Check out this article in ScienceNews summarizing commentaries on two recent language studies in Science (Atkinson, 2011: ) and Nature (Dunn et al., 2011). Each of the studies has received a lot of attention and they are the subject of two special issues in press for Linguistic Typology, to which HLP Lab contributed on three articles. I will add a link to the special issue(s) once it comes out.
Atkinson (2011) proposed the serial founder hypothesis, according to which languages further away from the point of origin of language have simpler phonology. He presents evidence based on a data set constructed from the World Atlas of Languages. The study has been criticized for, among other things, the choice of data, the way phonological complexity was calculated, and the statistical methods employed in the approach. The paper that I co-authored with Peter Graff, Bill Croft, and Dan Pontillo assesses the mixed effect regression approach taken by Atkinson to account for genetic relations between languages. Bill Croft, of course, is at the University of New Mexico, Peter Graff is a graduate student at MIT, and Dan just joined Rochester’s graduate program. We provide an introduction to mixed effect regression, discuss when one can conclude that random slopes aren’t warranted, and extend the approach to account for language contact. Beyond the specific evaluation of Atkinson’s approach, we also hope that this paper will be of interest to anyone conducting data analysis of typological data. You might also be interested in the comment by Cysouw et al that just got accepted by Science. They discuss to what extent Atkinson’s findings replicate on another data set. As soon as the article is officially in press, I will post a link here. Another comment from our lab (work with Dan Pontillo and Peter Graff) under review for Science presents large scale statistical simulations that assess the Type I error rate of Atkinson’s approach.
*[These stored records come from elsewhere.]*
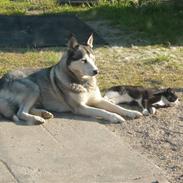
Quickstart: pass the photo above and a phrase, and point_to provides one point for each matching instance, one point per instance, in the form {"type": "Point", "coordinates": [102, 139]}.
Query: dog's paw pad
{"type": "Point", "coordinates": [39, 120]}
{"type": "Point", "coordinates": [47, 115]}
{"type": "Point", "coordinates": [115, 118]}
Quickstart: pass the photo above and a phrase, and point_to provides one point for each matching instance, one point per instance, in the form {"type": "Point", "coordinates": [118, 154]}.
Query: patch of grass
{"type": "Point", "coordinates": [28, 58]}
{"type": "Point", "coordinates": [158, 23]}
{"type": "Point", "coordinates": [39, 7]}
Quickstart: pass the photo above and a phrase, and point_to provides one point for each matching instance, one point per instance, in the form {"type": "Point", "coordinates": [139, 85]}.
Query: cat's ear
{"type": "Point", "coordinates": [90, 41]}
{"type": "Point", "coordinates": [159, 92]}
{"type": "Point", "coordinates": [72, 42]}
{"type": "Point", "coordinates": [169, 90]}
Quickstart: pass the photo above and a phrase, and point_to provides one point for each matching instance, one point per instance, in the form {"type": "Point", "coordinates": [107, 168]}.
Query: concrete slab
{"type": "Point", "coordinates": [71, 151]}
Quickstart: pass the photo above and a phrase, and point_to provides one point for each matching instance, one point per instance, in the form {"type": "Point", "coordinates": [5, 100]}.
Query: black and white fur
{"type": "Point", "coordinates": [147, 98]}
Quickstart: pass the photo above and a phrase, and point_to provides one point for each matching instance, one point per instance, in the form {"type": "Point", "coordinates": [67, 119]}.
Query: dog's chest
{"type": "Point", "coordinates": [87, 97]}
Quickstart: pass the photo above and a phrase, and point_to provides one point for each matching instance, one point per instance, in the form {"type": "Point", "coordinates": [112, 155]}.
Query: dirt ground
{"type": "Point", "coordinates": [159, 137]}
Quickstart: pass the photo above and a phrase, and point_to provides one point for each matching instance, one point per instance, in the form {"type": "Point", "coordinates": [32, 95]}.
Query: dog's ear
{"type": "Point", "coordinates": [90, 41]}
{"type": "Point", "coordinates": [72, 42]}
{"type": "Point", "coordinates": [159, 92]}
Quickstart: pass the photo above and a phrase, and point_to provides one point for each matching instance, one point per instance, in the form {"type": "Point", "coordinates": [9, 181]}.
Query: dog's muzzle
{"type": "Point", "coordinates": [95, 72]}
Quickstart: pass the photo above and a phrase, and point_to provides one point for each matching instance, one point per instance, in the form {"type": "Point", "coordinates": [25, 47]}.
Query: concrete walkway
{"type": "Point", "coordinates": [70, 151]}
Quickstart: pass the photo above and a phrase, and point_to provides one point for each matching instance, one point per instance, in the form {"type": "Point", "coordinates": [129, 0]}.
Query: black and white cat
{"type": "Point", "coordinates": [147, 98]}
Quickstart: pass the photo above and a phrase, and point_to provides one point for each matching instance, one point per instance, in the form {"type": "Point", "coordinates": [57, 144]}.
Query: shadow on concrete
{"type": "Point", "coordinates": [42, 31]}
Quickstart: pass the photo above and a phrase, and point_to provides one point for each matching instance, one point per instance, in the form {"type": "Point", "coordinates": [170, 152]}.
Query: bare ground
{"type": "Point", "coordinates": [159, 137]}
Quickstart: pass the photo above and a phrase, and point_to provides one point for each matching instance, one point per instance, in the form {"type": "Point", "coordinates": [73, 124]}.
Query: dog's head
{"type": "Point", "coordinates": [81, 59]}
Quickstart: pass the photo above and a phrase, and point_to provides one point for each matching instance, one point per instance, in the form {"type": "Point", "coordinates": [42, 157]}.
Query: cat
{"type": "Point", "coordinates": [147, 98]}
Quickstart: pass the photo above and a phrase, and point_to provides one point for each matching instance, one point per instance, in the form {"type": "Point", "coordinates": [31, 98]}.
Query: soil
{"type": "Point", "coordinates": [159, 137]}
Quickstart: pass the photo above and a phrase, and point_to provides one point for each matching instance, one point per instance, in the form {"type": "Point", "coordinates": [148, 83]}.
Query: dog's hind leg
{"type": "Point", "coordinates": [25, 107]}
{"type": "Point", "coordinates": [42, 113]}
{"type": "Point", "coordinates": [94, 112]}
{"type": "Point", "coordinates": [108, 106]}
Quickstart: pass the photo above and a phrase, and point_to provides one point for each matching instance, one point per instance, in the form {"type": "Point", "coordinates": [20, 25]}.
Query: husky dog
{"type": "Point", "coordinates": [70, 85]}
{"type": "Point", "coordinates": [147, 98]}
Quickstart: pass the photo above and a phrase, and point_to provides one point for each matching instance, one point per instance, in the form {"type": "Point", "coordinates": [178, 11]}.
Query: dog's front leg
{"type": "Point", "coordinates": [104, 104]}
{"type": "Point", "coordinates": [95, 112]}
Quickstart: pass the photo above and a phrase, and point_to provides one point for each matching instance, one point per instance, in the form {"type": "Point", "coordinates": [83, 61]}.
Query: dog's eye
{"type": "Point", "coordinates": [84, 61]}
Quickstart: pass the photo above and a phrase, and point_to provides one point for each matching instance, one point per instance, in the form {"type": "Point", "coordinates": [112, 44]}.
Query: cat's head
{"type": "Point", "coordinates": [168, 96]}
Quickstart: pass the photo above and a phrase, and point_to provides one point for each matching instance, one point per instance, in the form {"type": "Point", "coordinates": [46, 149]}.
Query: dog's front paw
{"type": "Point", "coordinates": [145, 112]}
{"type": "Point", "coordinates": [152, 110]}
{"type": "Point", "coordinates": [77, 88]}
{"type": "Point", "coordinates": [115, 118]}
{"type": "Point", "coordinates": [38, 121]}
{"type": "Point", "coordinates": [134, 114]}
{"type": "Point", "coordinates": [47, 115]}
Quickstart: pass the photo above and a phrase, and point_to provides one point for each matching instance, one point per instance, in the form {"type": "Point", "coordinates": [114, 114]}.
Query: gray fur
{"type": "Point", "coordinates": [70, 85]}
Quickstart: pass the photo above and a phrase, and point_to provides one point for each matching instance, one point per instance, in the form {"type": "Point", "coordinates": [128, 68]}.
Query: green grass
{"type": "Point", "coordinates": [158, 23]}
{"type": "Point", "coordinates": [147, 65]}
{"type": "Point", "coordinates": [23, 7]}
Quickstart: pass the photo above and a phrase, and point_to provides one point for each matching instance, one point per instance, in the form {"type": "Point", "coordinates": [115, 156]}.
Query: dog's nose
{"type": "Point", "coordinates": [95, 72]}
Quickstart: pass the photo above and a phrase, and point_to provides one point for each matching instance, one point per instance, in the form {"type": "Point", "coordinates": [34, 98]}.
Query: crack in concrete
{"type": "Point", "coordinates": [50, 134]}
{"type": "Point", "coordinates": [10, 170]}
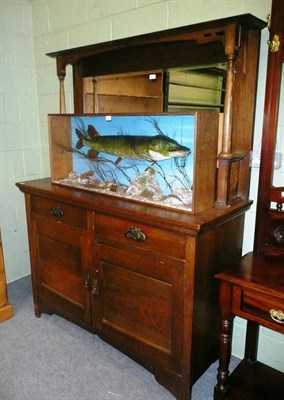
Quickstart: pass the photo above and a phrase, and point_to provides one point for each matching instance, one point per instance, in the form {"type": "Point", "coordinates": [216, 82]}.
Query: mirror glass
{"type": "Point", "coordinates": [172, 90]}
{"type": "Point", "coordinates": [278, 175]}
{"type": "Point", "coordinates": [197, 88]}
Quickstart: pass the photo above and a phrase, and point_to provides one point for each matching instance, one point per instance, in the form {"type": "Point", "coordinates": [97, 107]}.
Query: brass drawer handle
{"type": "Point", "coordinates": [135, 233]}
{"type": "Point", "coordinates": [277, 316]}
{"type": "Point", "coordinates": [57, 212]}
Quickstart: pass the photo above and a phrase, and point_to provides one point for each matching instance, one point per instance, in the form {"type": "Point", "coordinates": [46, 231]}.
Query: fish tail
{"type": "Point", "coordinates": [80, 142]}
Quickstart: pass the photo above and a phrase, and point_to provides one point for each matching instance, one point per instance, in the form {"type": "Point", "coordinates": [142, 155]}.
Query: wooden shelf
{"type": "Point", "coordinates": [255, 381]}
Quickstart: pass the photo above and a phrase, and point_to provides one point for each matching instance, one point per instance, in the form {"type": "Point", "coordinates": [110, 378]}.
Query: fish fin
{"type": "Point", "coordinates": [92, 154]}
{"type": "Point", "coordinates": [92, 132]}
{"type": "Point", "coordinates": [118, 160]}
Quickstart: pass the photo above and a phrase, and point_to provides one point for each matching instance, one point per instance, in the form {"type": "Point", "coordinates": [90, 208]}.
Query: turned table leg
{"type": "Point", "coordinates": [225, 341]}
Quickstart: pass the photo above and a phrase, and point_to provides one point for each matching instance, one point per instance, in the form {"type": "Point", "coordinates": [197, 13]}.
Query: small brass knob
{"type": "Point", "coordinates": [135, 233]}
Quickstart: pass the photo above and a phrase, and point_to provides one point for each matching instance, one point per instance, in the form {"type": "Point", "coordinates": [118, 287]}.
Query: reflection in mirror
{"type": "Point", "coordinates": [156, 91]}
{"type": "Point", "coordinates": [196, 88]}
{"type": "Point", "coordinates": [278, 173]}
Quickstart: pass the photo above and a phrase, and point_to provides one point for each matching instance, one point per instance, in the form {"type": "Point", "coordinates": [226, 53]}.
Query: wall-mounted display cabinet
{"type": "Point", "coordinates": [140, 273]}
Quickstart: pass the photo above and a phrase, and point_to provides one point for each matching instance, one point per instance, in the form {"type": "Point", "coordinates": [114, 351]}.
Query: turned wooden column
{"type": "Point", "coordinates": [6, 310]}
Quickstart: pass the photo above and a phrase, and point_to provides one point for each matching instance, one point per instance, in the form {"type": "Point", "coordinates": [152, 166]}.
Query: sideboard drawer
{"type": "Point", "coordinates": [267, 310]}
{"type": "Point", "coordinates": [60, 211]}
{"type": "Point", "coordinates": [118, 231]}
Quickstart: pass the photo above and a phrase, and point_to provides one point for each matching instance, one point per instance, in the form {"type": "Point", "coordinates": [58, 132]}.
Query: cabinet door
{"type": "Point", "coordinates": [140, 305]}
{"type": "Point", "coordinates": [60, 268]}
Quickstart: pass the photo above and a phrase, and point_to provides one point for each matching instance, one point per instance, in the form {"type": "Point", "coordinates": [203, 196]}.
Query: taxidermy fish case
{"type": "Point", "coordinates": [162, 159]}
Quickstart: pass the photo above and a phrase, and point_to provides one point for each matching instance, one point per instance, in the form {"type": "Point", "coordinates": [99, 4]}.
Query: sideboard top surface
{"type": "Point", "coordinates": [183, 222]}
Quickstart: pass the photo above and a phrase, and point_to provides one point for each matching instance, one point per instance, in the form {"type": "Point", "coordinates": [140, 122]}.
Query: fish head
{"type": "Point", "coordinates": [163, 148]}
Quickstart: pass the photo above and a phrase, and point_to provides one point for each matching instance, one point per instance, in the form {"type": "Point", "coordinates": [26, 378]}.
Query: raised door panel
{"type": "Point", "coordinates": [140, 305]}
{"type": "Point", "coordinates": [63, 265]}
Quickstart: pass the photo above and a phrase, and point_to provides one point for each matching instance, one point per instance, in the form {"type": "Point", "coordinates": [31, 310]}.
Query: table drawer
{"type": "Point", "coordinates": [264, 309]}
{"type": "Point", "coordinates": [59, 211]}
{"type": "Point", "coordinates": [118, 231]}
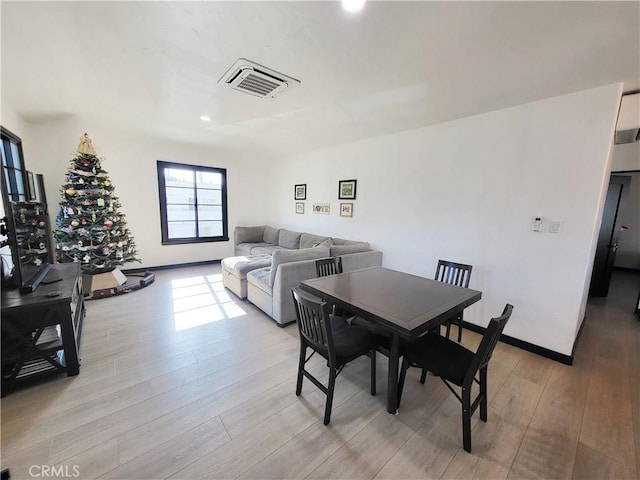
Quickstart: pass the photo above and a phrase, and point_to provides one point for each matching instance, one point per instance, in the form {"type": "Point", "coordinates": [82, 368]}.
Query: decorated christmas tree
{"type": "Point", "coordinates": [90, 229]}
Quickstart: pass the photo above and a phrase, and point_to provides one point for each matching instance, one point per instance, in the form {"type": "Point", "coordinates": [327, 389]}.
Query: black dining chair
{"type": "Point", "coordinates": [332, 338]}
{"type": "Point", "coordinates": [456, 365]}
{"type": "Point", "coordinates": [331, 266]}
{"type": "Point", "coordinates": [457, 274]}
{"type": "Point", "coordinates": [328, 266]}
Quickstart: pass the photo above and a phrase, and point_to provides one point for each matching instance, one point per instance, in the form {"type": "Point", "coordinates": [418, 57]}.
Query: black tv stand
{"type": "Point", "coordinates": [41, 330]}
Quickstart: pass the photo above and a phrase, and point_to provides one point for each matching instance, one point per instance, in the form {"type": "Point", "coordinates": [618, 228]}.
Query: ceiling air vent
{"type": "Point", "coordinates": [628, 126]}
{"type": "Point", "coordinates": [254, 79]}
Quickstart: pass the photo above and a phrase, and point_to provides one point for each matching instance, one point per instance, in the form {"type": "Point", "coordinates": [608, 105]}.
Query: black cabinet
{"type": "Point", "coordinates": [41, 331]}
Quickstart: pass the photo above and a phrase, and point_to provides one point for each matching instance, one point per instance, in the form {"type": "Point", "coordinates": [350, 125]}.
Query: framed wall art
{"type": "Point", "coordinates": [323, 208]}
{"type": "Point", "coordinates": [300, 192]}
{"type": "Point", "coordinates": [346, 209]}
{"type": "Point", "coordinates": [347, 189]}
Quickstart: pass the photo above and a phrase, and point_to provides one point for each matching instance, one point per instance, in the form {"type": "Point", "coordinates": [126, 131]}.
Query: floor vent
{"type": "Point", "coordinates": [254, 79]}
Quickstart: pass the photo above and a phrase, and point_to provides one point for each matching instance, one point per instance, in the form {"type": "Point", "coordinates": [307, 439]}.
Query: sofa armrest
{"type": "Point", "coordinates": [288, 277]}
{"type": "Point", "coordinates": [248, 234]}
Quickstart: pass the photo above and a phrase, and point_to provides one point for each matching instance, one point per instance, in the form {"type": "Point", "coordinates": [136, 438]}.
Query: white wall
{"type": "Point", "coordinates": [131, 164]}
{"type": "Point", "coordinates": [467, 191]}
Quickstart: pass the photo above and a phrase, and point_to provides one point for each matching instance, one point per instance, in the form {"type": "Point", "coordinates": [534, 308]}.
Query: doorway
{"type": "Point", "coordinates": [609, 235]}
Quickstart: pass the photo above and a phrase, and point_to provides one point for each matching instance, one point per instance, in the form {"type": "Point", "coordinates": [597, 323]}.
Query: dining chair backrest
{"type": "Point", "coordinates": [328, 266]}
{"type": "Point", "coordinates": [453, 273]}
{"type": "Point", "coordinates": [488, 342]}
{"type": "Point", "coordinates": [314, 325]}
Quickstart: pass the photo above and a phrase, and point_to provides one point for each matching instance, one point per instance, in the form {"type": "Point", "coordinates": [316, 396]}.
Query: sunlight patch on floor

Dunn et al (2011) present a novel statistical approach to assess whether there is any typological evidence for word order universals (well, novel for typological research; their approach has been employed to evolutionary biology). They argue that there is only evidence for lineage-specific trends, rather than cross-lineage universals. In one comment to appear in Linguistic Typology, Hal Tily and I have discussed alternative evidence from behavioral paradigms (artificial language learning and iterated artificial language learning) that does seem to provide evidence for cross-lineage universals (although I think the main message of our comment is that there are other methods that should be pursued in addition to statistical analyses of typological data, which suffer a lot from data sparseness). Hal is currently a post-doctoral fellow at MIT. In another comment, Bill Croft, Tanmoy Bhattacharya, Dave Kleinschmidt, Eric Smith and I discuss the trade-offs of the statistical methods employed by Dunn et al (a trait evolution model for language change, implemented in the software BayesTraits). Tanmoy and Eric are at the Santa Fe Institute, Bill is at the University of New Mexico.